So, I issued a bounty on a question. One answer presents all the building pieces needed to solve the problem but doesn't really actually solve it and another answer puts all those pieces together and provides the actual solution. I could either give the bounty to the answer that corresponds to the difficult work of finding the solution or I could give the bounty to the answer that parallel the boring(?) work of putting the pieces together and actually make the problem solvable. Now I wonder:

  1. What would you do, and why?
  2. I would really prefer to give them half of the bounty each since in my opinion the first person who only provided the pieces only did half the job. Can I do that?
  • 3
    you could also have two bounties on the question one after the other, and award both to different answers. Commented Sep 16, 2011 at 7:36
  • Don't agonize too much. All the answerers on that question are over 3000 rep (and thus have editing and voting privileges) and are well known contributors to the site. At that point get a 50 rep bounty isn't really all that significant.
    – Caramdir
    Commented Sep 16, 2011 at 18:07
  • 1
    @Jeff: Though that does conflict with the new bounty doubling mandate.
    – Caramdir
    Commented Sep 16, 2011 at 20:47
  • @caramdir it just means both bounties must be 500 rep to be equal in sequence -- how much do you love your answers? :) Commented Sep 17, 2011 at 5:03

2 Answers 2

  1. I'd do like this: give the "hard", answer the bounty, and accept the complete answer. This is completely fair and valid -- you don't have to award the bounty to the highest-voted answer, or to accept the bounty-rewarded answer.
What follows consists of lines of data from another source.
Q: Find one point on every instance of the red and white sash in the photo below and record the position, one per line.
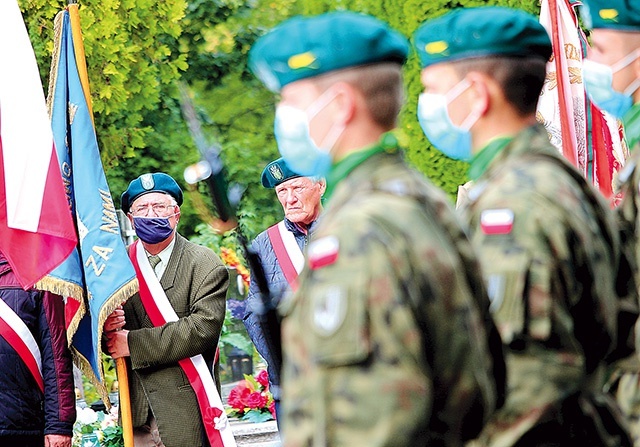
(18, 335)
(160, 312)
(287, 251)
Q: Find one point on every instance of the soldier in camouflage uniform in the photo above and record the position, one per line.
(548, 244)
(388, 340)
(612, 79)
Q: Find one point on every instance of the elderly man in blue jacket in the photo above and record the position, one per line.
(280, 248)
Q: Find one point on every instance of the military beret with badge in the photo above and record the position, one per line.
(277, 172)
(150, 182)
(304, 47)
(620, 15)
(466, 33)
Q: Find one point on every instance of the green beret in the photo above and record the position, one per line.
(622, 15)
(303, 47)
(277, 172)
(146, 183)
(479, 32)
  2. Not possible under current Stack Exchange rules. You would probably find much more information about bounties here (bounty-splitting issue is also covered).


I don't know how others would react, but this is how I think I would react/think if I were an answerer in this situation.
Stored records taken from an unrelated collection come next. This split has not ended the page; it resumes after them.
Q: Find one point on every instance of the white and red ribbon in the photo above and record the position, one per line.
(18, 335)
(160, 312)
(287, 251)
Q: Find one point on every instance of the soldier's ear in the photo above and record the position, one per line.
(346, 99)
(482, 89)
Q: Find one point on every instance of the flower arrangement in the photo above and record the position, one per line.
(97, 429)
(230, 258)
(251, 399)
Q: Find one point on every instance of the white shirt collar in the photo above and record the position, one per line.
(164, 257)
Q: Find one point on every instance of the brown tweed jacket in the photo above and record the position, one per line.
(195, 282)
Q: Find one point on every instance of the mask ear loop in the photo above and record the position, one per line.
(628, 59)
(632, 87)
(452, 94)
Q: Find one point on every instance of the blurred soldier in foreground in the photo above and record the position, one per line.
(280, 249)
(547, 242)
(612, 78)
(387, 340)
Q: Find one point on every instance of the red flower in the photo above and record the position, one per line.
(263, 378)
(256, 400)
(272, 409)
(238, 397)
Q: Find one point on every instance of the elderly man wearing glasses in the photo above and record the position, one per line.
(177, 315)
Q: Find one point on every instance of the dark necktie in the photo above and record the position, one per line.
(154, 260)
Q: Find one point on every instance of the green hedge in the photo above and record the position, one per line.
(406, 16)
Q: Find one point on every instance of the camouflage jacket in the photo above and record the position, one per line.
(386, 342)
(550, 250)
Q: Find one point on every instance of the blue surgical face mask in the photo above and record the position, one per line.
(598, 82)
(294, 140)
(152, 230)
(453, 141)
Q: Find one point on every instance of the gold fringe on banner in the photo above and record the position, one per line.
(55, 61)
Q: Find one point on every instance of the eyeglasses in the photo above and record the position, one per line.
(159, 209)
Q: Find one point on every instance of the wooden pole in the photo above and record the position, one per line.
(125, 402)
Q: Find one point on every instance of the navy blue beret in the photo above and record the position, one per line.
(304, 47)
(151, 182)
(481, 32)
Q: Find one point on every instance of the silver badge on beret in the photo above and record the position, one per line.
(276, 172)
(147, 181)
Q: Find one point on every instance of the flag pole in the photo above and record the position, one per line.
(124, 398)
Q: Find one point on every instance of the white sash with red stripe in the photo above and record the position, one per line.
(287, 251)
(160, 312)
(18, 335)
  1. The bounty is not significant as a bounty. When I see a question with a bounty then the amount doesn't matter. What a bounty says is that here is a question that someone is really, really interested in the answer for. So if I answer that question then I have a chance of helping someone a little more than the average question. That does make me more likely to answer it, but the actual bounty itself is irrelevant.

  2. A similar thing goes for the accepted answer. My goal is to help people and also help myself by learning TeX at the same time. If my answer is accepted, then that's great and I've helped someone. If someone else's answer is accepted, then I can look at their solution and learn how to do it better next time. But it's nice when an answer is accepted (whether mine or not) since it then I know which of these two attitudes to adopt!
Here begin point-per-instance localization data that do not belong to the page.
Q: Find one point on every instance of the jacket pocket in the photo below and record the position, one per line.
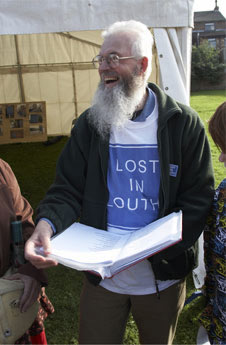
(176, 268)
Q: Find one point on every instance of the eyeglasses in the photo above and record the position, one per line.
(112, 60)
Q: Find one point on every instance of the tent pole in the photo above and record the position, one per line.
(74, 88)
(20, 77)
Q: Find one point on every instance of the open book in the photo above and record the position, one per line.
(88, 249)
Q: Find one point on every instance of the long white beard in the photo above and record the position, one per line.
(113, 107)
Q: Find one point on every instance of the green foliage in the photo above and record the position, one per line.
(206, 63)
(34, 167)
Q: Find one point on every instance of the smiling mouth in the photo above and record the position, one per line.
(110, 80)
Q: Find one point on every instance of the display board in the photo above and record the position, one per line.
(23, 122)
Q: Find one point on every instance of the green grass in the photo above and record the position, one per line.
(34, 166)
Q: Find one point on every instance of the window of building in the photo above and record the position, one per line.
(209, 27)
(212, 42)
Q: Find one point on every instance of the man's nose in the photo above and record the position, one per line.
(104, 65)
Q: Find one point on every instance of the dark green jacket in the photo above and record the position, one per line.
(80, 188)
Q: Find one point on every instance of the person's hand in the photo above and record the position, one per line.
(40, 238)
(31, 290)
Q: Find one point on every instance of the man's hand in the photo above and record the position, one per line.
(40, 238)
(31, 291)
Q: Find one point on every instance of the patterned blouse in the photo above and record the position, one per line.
(213, 317)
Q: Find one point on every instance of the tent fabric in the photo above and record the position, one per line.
(39, 16)
(46, 49)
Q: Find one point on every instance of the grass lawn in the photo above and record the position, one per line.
(34, 166)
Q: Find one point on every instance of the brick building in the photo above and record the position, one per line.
(209, 26)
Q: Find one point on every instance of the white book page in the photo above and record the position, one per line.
(153, 237)
(87, 245)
  3. If I didn't get either the bounty or the acceptance then it would still be nice to have some acknowledgement that my answer was helpful (assuming that it was). A comment suffices for this. Even if it turns out not to be helpful, a comment saying, "Thanks for trying, but ..." can soften the blow a bit!

To sum up so far: the bounty and the acceptance are yours to deal out as you will to whatever criteria you have chosen. So long as you are polite and explain yourself (briefly) then I certainly wouldn't get upset or feel hard-done by. (To be clear: I'm not involved in this particular question, I'm speaking hypothetically.) (Also to be clear: you shouldn't feel that you need to explain yourself if you think it's clear already why you are awarding things the way you are.)

So what would I do?

I think that the acceptance should go to the answer that is most complete. If one of the answers provides code that can be cut-and-pasted into a document then that should be the accepted answer. Although accepting an answer is meant to be a personal matter, when divided (like this) it can help to think what would be most useful for someone else who had the same question.

I think that the bounty should go to the answer that shows the most "inspiration". It is often the first idea that is the hardest to come up with. Once that's in place, the rest is just "grunt work".

But, to conclude, the disposition is yours and you should not feel obligated to act one way or another. If you leave comments saying, "This answer helped a lot but I'm giving the bounty to the other because ..." then I think you'll find that others will see that and vote for that answer as well so in terms of reputation and acclamation, it's not something to worry about.

(And in case it's not clear, I'm agreeing with Martin Tapankov but in a long-winded way.)

  • Ad 1: I think many people here see bounties as sort of a challenge marker that marks questions that are solvable but require some non-trivial ideas.